Across the board, stocks are ripping higher. Notably, high-growth, tech and electric vehicle (EV) stocks are enjoying strong gains over the last few days. For the first time in ages, that also includes Chinese EV stocks.
Li Auto (NASDAQ:LI) was up 7.6% on Thursday and is up 6.7% on Friday. However, the stock was up by a double-digit percentage both days before fading a bit off the highs.
For its part, Tesla (NASDAQ:TSLA) isn’t doing much to help. Shares are up about 3% on the day and the stock is struggling to clear the high from Wednesday. Still, that’s not slowing down the rally in Chinese EV stocks.
What’s Driving Chinese EV Stocks Higher?
It’s been an interesting two days in the stock market, as U.S. equities have stormed higher. However, there are several factors that are helping drive Chinese EV stocks higher.
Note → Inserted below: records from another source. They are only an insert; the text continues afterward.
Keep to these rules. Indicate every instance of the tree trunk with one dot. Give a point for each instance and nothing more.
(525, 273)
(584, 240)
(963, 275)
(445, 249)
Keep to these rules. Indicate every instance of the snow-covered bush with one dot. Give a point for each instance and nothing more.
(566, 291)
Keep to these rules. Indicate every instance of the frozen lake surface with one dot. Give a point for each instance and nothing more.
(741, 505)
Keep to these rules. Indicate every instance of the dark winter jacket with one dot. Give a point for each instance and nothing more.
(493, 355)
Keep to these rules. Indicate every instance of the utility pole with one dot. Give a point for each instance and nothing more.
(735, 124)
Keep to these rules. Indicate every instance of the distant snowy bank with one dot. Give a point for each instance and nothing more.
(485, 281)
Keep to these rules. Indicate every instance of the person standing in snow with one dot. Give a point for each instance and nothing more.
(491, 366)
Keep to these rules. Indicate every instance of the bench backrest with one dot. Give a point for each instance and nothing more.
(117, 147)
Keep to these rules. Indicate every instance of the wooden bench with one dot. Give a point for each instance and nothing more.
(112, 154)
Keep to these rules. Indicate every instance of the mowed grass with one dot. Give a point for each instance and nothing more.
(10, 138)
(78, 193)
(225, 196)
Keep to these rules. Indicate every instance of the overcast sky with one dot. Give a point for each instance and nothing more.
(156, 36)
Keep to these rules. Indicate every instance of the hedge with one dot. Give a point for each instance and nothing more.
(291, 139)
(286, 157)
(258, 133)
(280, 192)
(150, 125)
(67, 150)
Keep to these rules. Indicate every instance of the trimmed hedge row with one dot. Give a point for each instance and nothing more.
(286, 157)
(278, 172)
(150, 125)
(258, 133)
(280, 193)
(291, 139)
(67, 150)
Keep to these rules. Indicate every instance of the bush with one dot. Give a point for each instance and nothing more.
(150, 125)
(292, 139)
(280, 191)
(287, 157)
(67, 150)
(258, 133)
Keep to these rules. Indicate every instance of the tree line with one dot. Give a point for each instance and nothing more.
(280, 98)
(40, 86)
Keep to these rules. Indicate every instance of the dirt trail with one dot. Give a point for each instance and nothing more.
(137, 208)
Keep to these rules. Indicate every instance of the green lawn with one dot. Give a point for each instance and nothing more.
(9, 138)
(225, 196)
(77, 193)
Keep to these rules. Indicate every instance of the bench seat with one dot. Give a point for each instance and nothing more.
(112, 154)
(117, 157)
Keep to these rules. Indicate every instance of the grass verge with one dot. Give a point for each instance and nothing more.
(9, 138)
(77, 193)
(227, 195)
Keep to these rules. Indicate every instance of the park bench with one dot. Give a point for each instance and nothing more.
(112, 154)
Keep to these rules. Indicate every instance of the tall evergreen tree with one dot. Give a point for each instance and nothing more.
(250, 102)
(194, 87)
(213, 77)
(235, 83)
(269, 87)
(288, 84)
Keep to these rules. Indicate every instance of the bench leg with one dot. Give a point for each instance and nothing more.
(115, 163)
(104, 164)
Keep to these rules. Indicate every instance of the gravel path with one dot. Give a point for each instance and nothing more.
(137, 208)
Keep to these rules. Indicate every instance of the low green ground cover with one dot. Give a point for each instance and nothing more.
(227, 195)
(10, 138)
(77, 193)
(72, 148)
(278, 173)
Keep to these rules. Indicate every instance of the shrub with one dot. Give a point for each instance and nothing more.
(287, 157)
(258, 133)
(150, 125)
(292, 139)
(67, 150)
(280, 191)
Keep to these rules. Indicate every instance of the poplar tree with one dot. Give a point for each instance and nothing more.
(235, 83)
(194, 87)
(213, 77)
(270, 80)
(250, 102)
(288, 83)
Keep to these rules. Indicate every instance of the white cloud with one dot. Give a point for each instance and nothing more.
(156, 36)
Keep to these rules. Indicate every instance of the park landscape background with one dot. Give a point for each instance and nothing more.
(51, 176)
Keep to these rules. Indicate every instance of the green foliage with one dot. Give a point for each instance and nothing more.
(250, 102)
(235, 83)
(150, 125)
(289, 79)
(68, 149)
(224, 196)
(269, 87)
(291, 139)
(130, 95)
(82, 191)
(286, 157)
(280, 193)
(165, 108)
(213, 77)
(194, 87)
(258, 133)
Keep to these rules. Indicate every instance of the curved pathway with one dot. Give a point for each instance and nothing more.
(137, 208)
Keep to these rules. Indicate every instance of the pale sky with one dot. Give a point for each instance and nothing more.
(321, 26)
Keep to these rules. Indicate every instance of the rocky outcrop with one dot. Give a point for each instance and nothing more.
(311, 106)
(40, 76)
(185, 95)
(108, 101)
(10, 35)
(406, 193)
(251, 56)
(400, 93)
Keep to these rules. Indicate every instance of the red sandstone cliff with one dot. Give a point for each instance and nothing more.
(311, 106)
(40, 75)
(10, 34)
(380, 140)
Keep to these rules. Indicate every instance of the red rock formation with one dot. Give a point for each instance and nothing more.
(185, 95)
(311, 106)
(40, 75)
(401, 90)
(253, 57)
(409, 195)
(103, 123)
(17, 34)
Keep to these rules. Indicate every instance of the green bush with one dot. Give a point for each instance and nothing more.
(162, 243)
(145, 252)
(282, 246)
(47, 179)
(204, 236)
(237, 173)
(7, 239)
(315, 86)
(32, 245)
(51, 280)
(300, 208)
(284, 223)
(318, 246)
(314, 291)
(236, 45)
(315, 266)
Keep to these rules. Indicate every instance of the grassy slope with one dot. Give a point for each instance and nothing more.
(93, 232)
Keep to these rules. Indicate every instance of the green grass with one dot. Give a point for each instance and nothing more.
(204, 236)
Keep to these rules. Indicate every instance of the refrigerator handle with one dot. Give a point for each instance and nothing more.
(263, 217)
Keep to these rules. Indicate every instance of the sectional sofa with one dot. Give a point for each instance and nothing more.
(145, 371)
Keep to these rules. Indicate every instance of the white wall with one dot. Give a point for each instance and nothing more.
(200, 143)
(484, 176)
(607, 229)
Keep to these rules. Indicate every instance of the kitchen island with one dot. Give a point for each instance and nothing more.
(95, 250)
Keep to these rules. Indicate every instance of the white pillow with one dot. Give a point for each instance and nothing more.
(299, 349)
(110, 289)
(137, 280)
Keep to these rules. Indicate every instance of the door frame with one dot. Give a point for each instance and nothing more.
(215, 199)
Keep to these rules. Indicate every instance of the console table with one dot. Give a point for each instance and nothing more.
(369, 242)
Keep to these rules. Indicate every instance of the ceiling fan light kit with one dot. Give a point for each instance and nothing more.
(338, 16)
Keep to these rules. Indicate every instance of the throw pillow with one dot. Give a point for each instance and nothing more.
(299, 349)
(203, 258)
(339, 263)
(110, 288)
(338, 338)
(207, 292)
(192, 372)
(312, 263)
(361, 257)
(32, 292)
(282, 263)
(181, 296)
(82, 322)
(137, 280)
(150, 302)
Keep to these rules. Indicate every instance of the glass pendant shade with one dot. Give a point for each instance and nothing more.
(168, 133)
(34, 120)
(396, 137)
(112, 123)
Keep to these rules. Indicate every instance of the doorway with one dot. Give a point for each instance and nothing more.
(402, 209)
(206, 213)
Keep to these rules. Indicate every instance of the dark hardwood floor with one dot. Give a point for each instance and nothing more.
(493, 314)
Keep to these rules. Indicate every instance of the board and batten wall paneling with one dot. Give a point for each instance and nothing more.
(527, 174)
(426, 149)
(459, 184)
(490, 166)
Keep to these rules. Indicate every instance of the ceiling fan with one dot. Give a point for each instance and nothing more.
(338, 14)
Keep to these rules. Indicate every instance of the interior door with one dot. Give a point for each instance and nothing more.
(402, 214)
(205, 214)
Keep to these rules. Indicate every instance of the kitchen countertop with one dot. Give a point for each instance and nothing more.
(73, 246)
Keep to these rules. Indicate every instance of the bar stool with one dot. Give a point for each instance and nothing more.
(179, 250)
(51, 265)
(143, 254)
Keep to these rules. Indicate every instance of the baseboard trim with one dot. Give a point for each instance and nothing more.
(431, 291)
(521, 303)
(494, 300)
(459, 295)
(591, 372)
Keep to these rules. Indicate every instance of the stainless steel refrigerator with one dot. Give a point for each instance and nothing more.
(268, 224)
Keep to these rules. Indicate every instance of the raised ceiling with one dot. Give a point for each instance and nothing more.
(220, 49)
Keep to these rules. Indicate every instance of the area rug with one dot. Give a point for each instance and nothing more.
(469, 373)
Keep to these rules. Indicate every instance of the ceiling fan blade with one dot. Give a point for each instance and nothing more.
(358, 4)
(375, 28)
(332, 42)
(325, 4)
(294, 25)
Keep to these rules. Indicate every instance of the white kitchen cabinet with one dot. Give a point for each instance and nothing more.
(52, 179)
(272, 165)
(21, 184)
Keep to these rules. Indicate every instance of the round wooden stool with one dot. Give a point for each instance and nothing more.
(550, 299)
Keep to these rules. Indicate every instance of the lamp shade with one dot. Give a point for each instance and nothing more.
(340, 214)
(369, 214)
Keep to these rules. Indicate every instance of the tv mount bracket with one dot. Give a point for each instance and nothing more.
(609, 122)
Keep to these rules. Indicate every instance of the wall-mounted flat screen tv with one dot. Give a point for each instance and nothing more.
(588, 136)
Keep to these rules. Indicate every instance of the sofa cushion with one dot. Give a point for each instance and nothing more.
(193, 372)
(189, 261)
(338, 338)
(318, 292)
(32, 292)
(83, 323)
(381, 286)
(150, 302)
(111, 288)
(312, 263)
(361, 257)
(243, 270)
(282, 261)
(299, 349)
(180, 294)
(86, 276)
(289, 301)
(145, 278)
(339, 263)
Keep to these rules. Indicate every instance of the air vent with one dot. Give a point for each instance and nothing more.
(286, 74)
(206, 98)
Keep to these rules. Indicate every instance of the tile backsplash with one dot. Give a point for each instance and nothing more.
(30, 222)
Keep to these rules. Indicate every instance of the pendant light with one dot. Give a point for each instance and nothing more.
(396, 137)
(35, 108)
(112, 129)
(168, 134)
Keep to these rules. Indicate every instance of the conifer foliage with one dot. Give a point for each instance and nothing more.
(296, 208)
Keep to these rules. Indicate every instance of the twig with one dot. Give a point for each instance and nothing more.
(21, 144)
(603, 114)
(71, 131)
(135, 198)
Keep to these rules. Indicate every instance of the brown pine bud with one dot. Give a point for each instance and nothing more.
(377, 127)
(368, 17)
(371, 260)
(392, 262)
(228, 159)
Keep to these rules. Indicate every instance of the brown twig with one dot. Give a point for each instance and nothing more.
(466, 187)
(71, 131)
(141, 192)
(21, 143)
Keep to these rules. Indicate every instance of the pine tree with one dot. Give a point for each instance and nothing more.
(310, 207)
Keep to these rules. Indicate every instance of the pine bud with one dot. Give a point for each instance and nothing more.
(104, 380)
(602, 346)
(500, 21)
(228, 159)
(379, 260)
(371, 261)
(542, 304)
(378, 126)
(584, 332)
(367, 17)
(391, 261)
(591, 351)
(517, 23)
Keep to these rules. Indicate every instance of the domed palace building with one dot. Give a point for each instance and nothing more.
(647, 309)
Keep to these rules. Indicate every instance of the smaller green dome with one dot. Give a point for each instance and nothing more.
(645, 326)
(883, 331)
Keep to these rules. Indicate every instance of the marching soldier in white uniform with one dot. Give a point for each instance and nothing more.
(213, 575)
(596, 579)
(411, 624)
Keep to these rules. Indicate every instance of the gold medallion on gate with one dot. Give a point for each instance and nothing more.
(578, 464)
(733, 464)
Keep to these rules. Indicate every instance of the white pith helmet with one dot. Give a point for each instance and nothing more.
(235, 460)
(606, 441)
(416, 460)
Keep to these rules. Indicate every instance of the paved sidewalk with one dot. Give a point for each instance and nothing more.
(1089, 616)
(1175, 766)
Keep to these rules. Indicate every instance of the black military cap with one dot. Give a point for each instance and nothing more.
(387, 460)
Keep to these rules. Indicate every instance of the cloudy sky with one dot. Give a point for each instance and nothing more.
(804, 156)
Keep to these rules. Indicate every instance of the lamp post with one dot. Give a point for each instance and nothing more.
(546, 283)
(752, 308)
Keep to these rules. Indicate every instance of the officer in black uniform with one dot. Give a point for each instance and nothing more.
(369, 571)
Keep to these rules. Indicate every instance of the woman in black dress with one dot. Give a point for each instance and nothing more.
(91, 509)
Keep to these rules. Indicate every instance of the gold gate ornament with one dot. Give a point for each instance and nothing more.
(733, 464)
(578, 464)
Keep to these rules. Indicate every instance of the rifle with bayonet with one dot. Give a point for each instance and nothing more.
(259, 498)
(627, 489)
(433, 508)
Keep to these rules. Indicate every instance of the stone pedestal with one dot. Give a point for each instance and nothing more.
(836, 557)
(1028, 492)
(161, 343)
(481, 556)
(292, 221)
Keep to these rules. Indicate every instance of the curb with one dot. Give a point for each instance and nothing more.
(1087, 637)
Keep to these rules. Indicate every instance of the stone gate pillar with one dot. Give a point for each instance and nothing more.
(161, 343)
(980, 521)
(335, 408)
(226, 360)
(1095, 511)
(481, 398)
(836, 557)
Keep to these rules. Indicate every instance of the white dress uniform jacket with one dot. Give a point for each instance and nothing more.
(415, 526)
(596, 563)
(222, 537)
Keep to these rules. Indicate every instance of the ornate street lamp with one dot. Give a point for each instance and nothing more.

First, growth, tech and EV stocks have exploded higher over the last two days following the monthly inflation report. Inflation came in lower than expected on Thursday morning, igniting a rally on Wall Street. That has investors positioning for a potential bullish rally in the most beaten down parts of the markets.
Second, Chinese equities have performed quite well. The iShares China Large-Cap ETF (NYSEARCA:FXI) is up 22% from the low two weeks ago and has rallied in seven of the last nine trading sessions (with one of the “declines” coming in at just 0.08%.) As we’ve discussed before, the performance of Chinese equities can have a large impact on Chinese EV stocks.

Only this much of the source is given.